I was watching television recently and caught a bit of a Simon and Garfunkel performance. This is more recent footage, with Paul Simon looking like Austin Pendleton after a binge and Art’s fro looking less ridiculous because you don’t want to pick on the old guy. They played The Sound of Silence and a couple of their other main hits. It got me thinking about the music that is passing us by. It’s the end of that generation, and with it that style of music. I don’t mean the singer/songwriter generation, or the sixties per se. Just when music wasn’t predominantly noise.

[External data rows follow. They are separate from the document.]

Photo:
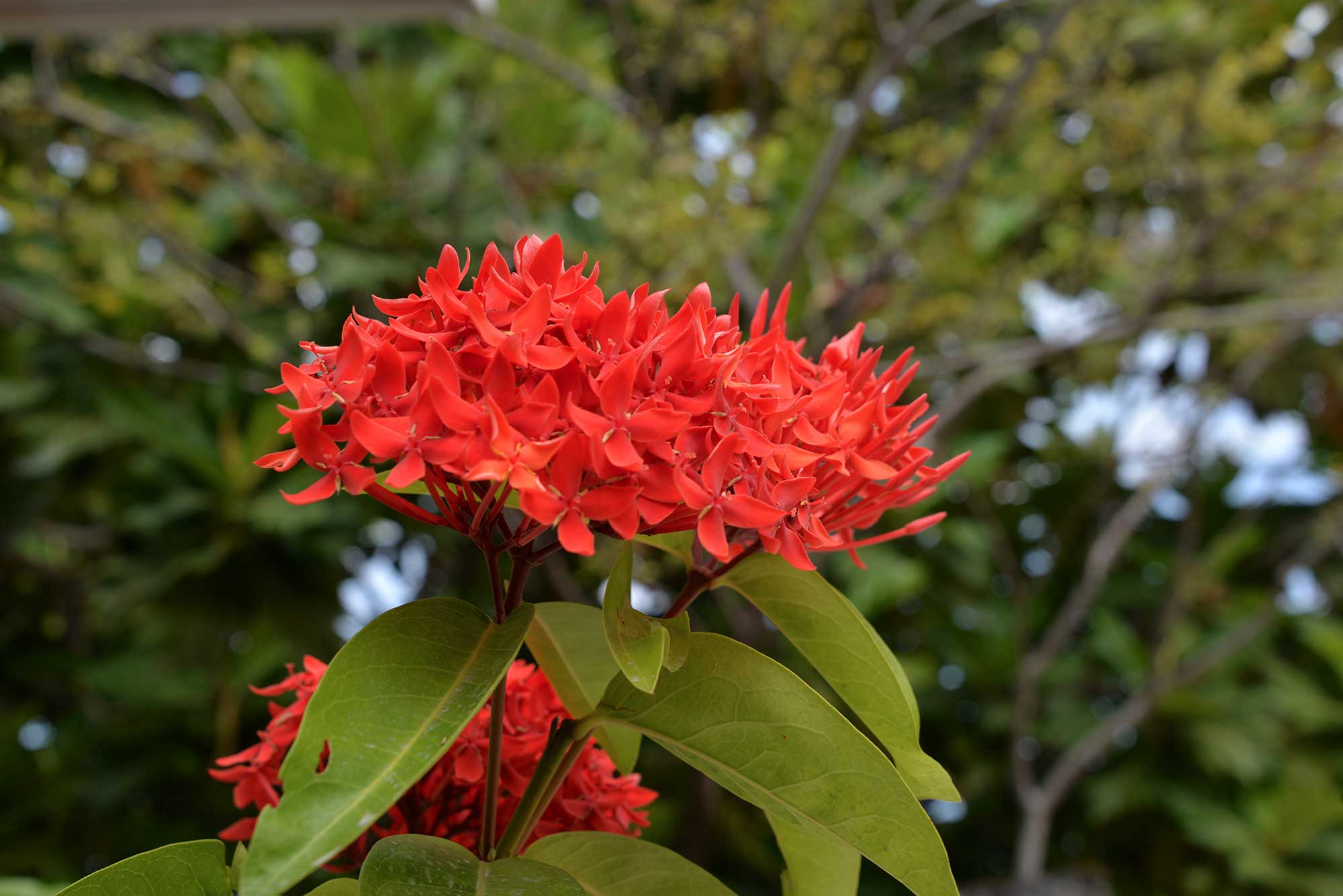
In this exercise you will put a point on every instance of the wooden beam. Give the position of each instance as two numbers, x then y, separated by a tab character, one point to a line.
33	17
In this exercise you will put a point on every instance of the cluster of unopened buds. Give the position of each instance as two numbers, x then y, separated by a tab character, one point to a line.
449	800
609	415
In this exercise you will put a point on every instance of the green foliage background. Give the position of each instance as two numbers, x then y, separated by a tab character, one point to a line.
150	286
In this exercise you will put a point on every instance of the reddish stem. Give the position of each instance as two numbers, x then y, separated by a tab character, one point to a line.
404	506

So I’m watching these old guys, and they are beginning to look old. I’m not trying to knock them either, they are old but at least they still matter. Do you think we’ll look at much of my generation’s musical contributions this way? Music just doesn’t age as well as it used to, or maybe I’m just getting too cynical to see the long-term view. I can’t imagine Sir-Mix-A-Lot performing Baby got Back when he’s approaching his seventies. Maybe his anaconda is big enough that’s he’ll still have the balls to do it. But I’m pretty sure people will find him ridiculous. I didn’t think Paul and Art were ridiculous, I just thought that time passes by to fast.

I don’t know that it matters, but it seems that music is no longer transcending a time period. For the most part it’s focused on something specific. Pop charts, success, money, pissing of someone’s parents, becoming a strip club anthem, etc. I wonder if my kids will give a shit about the music I listened to in my youth. I’m kinda hopeful they don’t.